По традициям, как это у них, дворян-князей, прозывается... Требовает от сына: «Эти безобразия твои прекрати, не позорь, говорит, нашего княжеского рода, крести детей, венчайся, говорит, законным браком!!». Она Цецилию Владимировну и за сноху не признает...5 «Отбери назад, говорит, от дармоедов землю»... Это от нас, нам он землю всю отдал. Мы, вишь, дармоеды, а она, — он саркастически ухмыльнулся, — труженица, своими ручками хлебушек сеет и жнет, и молотит... Ах, чтоб она сдохла, окаянная!

Мне передавалось негодование Павла, и во мне закипала злоба против «старой ведьмы», какою я себе сразу представил старуху-княгиню.

— А он что? — спросил я Павла.

— Он? Он своего не сдает. Не таковский... А она свое твердит: «Возьми землю от дармоедов, а то все равно отберут».

— Кто отберет?

— Кто, кто? — свирепо заревел он (а его орлиный взгляд, устремленный на меня, добавлял: «дурень, не понимаешь?). — Власть, вот кто, начальство! — выкрикнул Павел.

Когда вошел Хилков, Павел возбужденно стал говорить, что в село приехал какой-то чиновник, следователь, что ли, с урядником...

— Ведут сыск, насчет некрещенных детей, незаконных браков прицепляются. А наши молчат, ничего не говорят. Вы знаете, у нас так постановлено, пиши там в бумагах, что хошь, а мы — ничего не сказали. Ваше дело, что хотите, то и делайте.

————

Образ Дмитрия Александровича, как и Цецилии Владимировны, произвел на меня, юношу, огромное и неизгладимое впечатление. И я был очень благодарен Толстому, что он направил меня к этим поистине замечательным людям.

У меня сложился очень простой вывод от моего посещения Хилкова — делай так, как делает Дмитрий Александрович.

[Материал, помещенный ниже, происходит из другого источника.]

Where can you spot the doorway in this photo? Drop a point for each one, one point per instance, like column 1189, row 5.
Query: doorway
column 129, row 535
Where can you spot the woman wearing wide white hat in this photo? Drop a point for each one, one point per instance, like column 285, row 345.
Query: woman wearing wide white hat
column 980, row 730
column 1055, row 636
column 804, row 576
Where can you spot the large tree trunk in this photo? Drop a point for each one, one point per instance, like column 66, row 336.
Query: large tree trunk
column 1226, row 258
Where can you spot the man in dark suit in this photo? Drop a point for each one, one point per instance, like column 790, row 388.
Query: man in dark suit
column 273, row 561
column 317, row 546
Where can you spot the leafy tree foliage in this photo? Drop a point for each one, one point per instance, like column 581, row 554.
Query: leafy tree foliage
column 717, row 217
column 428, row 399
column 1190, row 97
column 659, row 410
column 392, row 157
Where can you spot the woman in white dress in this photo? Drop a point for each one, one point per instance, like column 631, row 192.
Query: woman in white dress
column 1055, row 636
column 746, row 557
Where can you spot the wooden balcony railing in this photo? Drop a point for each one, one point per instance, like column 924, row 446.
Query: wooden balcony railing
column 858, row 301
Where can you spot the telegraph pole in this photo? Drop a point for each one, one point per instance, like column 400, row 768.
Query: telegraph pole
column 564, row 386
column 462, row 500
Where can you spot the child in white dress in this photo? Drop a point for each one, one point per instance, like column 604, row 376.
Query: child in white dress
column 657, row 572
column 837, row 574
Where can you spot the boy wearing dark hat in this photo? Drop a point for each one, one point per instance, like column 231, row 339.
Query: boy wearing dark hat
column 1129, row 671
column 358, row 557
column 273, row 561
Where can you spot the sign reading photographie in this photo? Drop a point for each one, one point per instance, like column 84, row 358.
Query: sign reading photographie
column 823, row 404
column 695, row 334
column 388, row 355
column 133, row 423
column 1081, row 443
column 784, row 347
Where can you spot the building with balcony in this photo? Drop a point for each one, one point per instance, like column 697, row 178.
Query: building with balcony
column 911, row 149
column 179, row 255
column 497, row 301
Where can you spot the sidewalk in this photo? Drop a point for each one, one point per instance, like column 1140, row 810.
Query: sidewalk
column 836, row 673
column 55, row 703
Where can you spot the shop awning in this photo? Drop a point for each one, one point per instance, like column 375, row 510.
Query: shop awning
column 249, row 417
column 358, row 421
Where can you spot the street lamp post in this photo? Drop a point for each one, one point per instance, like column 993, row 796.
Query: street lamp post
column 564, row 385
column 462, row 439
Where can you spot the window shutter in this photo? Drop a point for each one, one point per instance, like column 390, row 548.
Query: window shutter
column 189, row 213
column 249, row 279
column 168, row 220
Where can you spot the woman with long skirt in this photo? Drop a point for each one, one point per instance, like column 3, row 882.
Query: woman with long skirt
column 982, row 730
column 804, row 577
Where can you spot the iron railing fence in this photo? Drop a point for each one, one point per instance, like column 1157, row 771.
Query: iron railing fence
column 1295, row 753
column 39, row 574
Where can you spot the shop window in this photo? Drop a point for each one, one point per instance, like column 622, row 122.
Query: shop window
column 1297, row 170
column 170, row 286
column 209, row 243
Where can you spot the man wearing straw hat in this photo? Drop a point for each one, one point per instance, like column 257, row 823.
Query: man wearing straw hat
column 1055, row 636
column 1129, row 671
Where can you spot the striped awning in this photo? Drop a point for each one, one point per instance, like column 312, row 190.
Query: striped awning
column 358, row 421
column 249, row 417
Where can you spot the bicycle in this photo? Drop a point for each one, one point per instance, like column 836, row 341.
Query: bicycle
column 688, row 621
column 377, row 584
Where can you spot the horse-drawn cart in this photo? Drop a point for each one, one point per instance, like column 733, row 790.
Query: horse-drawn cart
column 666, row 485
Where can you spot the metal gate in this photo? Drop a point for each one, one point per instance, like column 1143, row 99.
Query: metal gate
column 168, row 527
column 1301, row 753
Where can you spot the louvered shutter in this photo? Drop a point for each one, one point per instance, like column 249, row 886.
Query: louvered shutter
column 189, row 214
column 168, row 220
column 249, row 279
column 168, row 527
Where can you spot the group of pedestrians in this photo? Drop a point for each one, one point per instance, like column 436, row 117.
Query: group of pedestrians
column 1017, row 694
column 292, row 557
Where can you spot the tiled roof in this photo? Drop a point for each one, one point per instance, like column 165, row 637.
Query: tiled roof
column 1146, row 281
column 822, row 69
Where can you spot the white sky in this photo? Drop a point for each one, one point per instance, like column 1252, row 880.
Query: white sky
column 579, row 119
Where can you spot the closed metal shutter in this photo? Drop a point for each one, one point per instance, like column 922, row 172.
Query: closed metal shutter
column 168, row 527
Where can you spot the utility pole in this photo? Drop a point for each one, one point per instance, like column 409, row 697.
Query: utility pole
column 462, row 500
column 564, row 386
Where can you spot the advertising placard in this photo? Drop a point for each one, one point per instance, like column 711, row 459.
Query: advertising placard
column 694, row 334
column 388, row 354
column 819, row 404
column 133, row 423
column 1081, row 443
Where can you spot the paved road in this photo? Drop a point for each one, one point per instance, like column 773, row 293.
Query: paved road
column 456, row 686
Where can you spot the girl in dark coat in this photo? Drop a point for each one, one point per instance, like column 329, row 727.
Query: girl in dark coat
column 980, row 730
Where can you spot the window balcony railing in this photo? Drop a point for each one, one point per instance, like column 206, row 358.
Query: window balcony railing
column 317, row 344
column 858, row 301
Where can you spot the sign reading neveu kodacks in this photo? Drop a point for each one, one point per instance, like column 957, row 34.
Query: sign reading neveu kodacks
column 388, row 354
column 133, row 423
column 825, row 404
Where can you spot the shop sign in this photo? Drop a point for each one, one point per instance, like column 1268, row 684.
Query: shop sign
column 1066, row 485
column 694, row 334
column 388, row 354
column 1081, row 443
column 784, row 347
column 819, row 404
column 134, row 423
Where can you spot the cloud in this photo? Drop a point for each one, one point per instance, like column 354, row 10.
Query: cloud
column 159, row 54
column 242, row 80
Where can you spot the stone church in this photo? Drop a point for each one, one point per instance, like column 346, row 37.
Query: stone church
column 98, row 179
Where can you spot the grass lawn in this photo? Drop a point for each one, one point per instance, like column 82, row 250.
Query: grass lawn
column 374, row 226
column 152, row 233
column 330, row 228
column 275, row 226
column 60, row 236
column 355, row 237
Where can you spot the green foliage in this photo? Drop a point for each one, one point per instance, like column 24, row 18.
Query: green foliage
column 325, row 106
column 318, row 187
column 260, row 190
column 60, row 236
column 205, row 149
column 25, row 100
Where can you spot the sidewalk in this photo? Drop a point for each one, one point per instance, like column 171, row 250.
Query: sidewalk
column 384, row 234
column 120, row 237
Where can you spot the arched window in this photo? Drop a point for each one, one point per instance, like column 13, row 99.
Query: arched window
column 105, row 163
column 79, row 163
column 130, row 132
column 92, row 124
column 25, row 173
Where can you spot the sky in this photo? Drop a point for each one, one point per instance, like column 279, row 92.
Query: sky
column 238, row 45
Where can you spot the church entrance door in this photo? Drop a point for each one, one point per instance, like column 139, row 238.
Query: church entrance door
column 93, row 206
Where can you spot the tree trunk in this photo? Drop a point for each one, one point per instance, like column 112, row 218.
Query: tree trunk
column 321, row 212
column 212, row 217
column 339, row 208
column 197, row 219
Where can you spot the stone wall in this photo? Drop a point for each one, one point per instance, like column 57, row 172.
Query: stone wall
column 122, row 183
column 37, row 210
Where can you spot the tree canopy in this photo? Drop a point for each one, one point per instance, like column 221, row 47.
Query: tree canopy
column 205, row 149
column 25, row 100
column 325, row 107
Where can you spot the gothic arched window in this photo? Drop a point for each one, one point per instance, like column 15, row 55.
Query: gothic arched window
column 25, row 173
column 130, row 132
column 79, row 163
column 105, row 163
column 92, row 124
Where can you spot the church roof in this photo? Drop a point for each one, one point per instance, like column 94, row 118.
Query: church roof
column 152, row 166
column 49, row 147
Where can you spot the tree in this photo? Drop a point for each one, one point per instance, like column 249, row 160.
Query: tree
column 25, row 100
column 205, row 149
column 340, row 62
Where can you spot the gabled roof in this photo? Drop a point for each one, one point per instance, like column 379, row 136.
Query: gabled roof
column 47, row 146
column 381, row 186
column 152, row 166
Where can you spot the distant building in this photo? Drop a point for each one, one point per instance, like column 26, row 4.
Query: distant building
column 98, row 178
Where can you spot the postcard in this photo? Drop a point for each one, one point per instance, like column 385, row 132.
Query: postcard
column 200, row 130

Дмитрий Александрович ничего мне не проповедывал, ничему меня не учил, не наставлял, но я видел его подлинную жизнь и она, только она, повлияла на меня и убедила меня.

Ге

Не помню, почему именно, но на пути от Хилкова к Н. Н. Ге — к его имению Плиски Нежинского уезда Черниговской губернии — мы с Удрисом некоторое время шли врозь и сошлись опять только около Плисок. Удрис ушел вперед, и я его нагонял вдоль железной дороги на Киев.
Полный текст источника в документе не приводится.